Create a rakefile.rb with following code:

ENV['KARAFKA_ENV'] ||= 'development'

Bundler.require(:default, ENV['KARAFKA_ENV'])

Bundle afterwards

bundle install

Execute the karafka:install rake task:

bundle exec rake karafka:install

Setup

Application

Karafka has following configuration options:

Option Value type Description
zookeeper_hosts Array Zookeeper server hosts
kafka_hosts Array Kafka server hosts
redis Hash Hash with Redis configuration options
worker_timeout Integer How long a task can run in Sidekiq before it will be terminated
concurrency Integer How many threads (Celluloid actors) should we have that listen for incoming messages
name String Application name

To apply this configuration, you need to use a setup method from the Karafka::App class (app.rb):

class App < Karafka::App
  setup do |config|
    config.kafka_hosts = %w( 127.0.0.1:9092 127.0.0.1:9093 )
    config.zookeeper_hosts =  %w( 127.0.0.1:2181 )
    config.redis = {
      url: 'redis://redis.example.com:7372/1'
    }
    config.worker_timeout =  3600 # 1 hour
    config.concurrency = 10 # 10 threads max
    config.name = 'my_application'
  end
end

Note: You can use any library like Settingslogic to handle your application configuration.

WaterDrop

Karafka contains WaterDrop gem which is used to send messages to Kafka in a standard and in an aspect way.

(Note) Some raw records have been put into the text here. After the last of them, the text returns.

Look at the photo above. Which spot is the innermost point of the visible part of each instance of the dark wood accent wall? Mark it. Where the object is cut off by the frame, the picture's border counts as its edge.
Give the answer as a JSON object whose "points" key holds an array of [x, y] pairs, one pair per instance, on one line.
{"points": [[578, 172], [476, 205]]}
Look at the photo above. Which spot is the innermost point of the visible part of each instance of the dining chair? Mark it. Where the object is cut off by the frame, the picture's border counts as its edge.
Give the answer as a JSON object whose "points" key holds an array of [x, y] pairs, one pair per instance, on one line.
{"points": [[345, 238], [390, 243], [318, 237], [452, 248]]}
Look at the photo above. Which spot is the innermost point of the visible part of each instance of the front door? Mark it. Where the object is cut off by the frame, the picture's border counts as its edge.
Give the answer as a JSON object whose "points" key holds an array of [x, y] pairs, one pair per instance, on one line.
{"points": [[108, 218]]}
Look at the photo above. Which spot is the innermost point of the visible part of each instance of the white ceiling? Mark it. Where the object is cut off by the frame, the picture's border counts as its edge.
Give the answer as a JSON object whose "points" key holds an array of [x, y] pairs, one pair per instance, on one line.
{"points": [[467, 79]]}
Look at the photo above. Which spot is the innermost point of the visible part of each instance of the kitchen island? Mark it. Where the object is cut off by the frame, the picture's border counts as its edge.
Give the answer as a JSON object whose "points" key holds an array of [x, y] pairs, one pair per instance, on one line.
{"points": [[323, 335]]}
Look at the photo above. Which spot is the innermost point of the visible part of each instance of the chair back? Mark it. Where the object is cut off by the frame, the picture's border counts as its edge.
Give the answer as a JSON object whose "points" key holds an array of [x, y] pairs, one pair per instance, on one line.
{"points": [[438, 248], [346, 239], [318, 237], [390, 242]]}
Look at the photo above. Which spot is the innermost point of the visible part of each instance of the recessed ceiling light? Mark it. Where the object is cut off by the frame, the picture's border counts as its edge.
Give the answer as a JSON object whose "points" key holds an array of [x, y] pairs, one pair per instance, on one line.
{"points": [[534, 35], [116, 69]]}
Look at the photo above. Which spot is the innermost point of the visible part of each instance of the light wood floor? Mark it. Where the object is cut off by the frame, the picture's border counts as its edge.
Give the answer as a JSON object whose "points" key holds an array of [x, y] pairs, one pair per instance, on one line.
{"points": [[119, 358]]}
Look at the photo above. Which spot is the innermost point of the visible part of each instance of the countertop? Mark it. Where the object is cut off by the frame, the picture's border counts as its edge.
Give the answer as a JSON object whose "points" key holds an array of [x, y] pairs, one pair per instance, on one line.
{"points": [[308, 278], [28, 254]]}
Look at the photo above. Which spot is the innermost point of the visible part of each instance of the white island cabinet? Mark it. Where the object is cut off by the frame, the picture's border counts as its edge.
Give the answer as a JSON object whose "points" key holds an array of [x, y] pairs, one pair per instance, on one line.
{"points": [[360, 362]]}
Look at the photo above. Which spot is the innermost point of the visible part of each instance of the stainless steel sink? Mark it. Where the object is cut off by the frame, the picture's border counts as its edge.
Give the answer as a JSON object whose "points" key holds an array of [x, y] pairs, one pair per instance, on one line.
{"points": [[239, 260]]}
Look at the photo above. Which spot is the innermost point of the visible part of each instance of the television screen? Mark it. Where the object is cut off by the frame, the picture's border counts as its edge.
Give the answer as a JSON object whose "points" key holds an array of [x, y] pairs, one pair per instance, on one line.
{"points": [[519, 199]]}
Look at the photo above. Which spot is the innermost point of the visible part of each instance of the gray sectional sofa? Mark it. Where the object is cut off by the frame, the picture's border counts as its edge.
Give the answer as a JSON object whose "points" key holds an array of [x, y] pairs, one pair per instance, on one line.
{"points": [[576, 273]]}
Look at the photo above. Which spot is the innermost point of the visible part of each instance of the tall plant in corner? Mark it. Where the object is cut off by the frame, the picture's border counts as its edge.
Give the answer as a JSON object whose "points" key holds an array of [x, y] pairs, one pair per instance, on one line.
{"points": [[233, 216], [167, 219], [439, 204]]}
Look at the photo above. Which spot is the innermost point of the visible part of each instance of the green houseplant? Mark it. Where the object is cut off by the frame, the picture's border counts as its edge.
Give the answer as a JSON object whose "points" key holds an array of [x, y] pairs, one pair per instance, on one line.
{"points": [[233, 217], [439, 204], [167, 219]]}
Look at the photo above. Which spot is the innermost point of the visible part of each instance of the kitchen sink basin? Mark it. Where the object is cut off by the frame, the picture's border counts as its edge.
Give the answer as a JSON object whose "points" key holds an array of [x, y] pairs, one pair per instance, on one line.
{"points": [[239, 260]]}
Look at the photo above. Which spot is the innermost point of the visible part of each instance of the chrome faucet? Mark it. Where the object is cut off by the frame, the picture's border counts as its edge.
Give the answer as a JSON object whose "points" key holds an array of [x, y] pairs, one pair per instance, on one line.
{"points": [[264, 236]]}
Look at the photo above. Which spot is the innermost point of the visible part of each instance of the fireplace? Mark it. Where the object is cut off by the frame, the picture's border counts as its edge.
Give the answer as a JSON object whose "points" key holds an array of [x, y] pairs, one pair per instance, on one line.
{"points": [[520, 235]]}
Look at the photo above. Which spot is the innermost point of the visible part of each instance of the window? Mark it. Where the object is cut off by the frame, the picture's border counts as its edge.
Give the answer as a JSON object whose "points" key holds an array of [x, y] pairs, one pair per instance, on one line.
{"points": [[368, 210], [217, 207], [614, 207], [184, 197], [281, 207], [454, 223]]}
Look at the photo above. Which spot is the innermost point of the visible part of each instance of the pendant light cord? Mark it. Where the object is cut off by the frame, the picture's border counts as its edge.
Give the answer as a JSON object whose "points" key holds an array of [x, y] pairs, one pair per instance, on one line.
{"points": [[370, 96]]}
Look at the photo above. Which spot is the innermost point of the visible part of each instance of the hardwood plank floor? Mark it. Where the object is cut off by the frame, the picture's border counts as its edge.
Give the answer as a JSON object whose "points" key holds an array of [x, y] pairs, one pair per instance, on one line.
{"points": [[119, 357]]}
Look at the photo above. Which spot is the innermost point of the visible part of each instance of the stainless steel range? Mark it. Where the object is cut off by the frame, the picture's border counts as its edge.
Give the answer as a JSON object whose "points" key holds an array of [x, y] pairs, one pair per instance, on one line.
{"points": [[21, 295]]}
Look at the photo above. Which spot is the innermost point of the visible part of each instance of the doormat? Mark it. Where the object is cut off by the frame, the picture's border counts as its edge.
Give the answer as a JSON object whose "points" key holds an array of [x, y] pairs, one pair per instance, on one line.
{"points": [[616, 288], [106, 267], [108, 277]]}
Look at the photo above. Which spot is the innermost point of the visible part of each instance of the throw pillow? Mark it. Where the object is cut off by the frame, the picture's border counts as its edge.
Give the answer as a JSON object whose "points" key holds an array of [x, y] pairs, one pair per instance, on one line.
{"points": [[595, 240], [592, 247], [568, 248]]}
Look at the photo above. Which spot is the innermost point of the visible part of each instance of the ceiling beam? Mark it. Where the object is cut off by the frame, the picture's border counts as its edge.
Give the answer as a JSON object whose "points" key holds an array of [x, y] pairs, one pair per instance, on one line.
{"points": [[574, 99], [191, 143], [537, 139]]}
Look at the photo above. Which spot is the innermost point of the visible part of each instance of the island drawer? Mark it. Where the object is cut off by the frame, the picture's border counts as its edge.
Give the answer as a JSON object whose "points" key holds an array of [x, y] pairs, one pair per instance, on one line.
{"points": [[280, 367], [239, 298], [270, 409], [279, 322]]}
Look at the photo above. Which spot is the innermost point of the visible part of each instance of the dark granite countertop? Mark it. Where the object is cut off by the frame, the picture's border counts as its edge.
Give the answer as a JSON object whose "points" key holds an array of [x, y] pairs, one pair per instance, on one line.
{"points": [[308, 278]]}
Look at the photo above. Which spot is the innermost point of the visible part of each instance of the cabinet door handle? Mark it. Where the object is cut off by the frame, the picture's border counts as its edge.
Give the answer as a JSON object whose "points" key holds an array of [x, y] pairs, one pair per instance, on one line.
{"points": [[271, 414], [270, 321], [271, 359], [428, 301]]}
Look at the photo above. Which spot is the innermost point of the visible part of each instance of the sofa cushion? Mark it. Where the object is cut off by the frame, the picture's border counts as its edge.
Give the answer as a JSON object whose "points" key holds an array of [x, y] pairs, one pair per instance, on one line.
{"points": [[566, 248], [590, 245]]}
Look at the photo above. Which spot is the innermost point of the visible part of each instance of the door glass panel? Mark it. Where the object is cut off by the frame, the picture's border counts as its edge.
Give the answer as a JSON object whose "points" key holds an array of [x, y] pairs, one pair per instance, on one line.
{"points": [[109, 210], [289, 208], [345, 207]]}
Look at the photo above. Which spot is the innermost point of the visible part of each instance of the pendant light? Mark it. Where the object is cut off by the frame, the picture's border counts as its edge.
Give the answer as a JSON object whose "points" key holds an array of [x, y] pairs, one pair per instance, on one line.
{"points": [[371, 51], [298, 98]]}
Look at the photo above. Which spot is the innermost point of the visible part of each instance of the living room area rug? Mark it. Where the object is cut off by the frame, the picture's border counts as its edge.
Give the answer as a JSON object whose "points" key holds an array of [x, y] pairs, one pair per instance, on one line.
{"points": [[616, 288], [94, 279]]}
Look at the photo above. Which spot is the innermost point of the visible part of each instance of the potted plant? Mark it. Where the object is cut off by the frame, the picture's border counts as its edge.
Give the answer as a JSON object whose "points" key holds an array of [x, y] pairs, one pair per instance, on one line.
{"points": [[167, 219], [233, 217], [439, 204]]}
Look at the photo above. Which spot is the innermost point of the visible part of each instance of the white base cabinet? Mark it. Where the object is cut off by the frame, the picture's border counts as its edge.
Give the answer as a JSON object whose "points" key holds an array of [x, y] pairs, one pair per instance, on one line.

Default configuration for WaterDrop:

Option Value type Description Default Value
send_messages Boolean Should we send messages to Kafka true
kafka_hosts Array Kafka servers hosts with ports the same as karafka kafka_hosts
connection_pool_size Integer Kafka connection pool size 1
connection_pool_timeout Integer Kafka connection pool timeout the same as karafka concurrency
raise_on_failure Boolean Raise exception on failure true

Note: If you want to change default configs for WaterDrop you need to override WaterDrop setup.

Configurators

If you want to do some configurations after all of this is done, please add to config directory a proper file (needs to inherit from Karafka::Config::Base and implement setup method) after that everything will happen automatically.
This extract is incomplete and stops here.